Intra-African services trade, labour mobility and migration are emerging issues that need attention
Developing services trade is a key component of successful regional integration in Africa, says the report. Services represent, or have the potential to become, significant sources of export earnings for a large number of African economies. Tourism, construction, ports and logistics services relating to road and rail transport offer important export potential for many countries. Also, considering that professional and transport services, telecommunications, banking and insurance - the so called "producer" services - are inputs into other economic activities, they either facilitate or hinder trade and production in other economic sectors, depending on the efficiency with which they are made available to users. That is why the efficient production of services and their trade should be considered as important as the production and trade of goods. Currently, most African countries are unable to provide domestically the quantity or quality of producer services demanded by local producers and exporters, thus undermining competitiveness. The report says more attention should be given to creating an efficient services sector in Africa.
Most regional integration agreements in Africa include provisions on the free movement of persons and the right of residence.
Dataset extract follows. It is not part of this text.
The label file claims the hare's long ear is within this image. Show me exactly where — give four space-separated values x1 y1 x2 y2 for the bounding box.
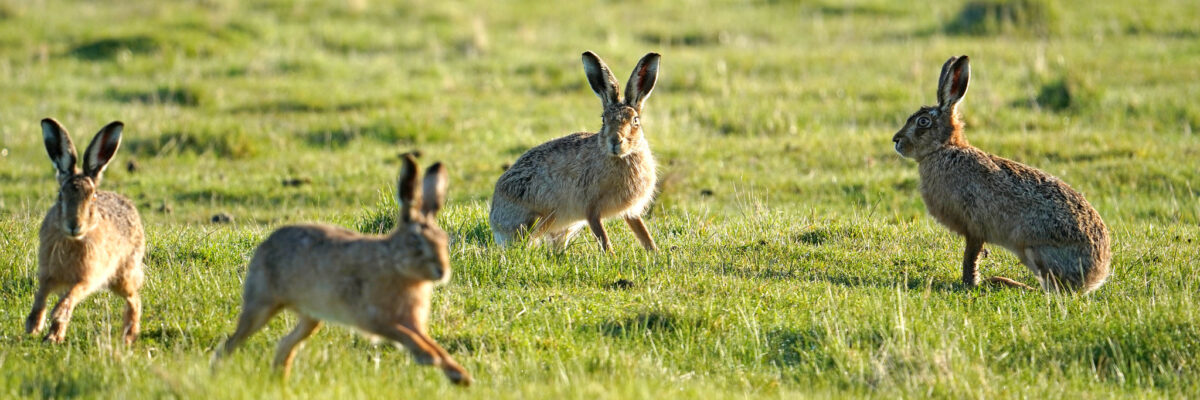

Although these are among the most poorly implemented provisions, they have led to the easing or abolition of visa requirements for travelers within the integration groups concerned, particularly in Western, Eastern and Southern Africa. Restrictions remain on employment and the right of residence given the political sensitivity of these matters. Many in Africa argue that the restricted movement of labour across national boundaries is a major constraint to regional integration. For significant progress to be made, a more positive approach to intra-African migration is needed, the report says. There is a need for stronger political will to overcome national lobbies opposed to this form of integration. Forging ahead with this agenda may also imply amending and harmonizing national laws and investment codes, particularly their provisions barring "foreigners" from participating in certain categories of economic activity.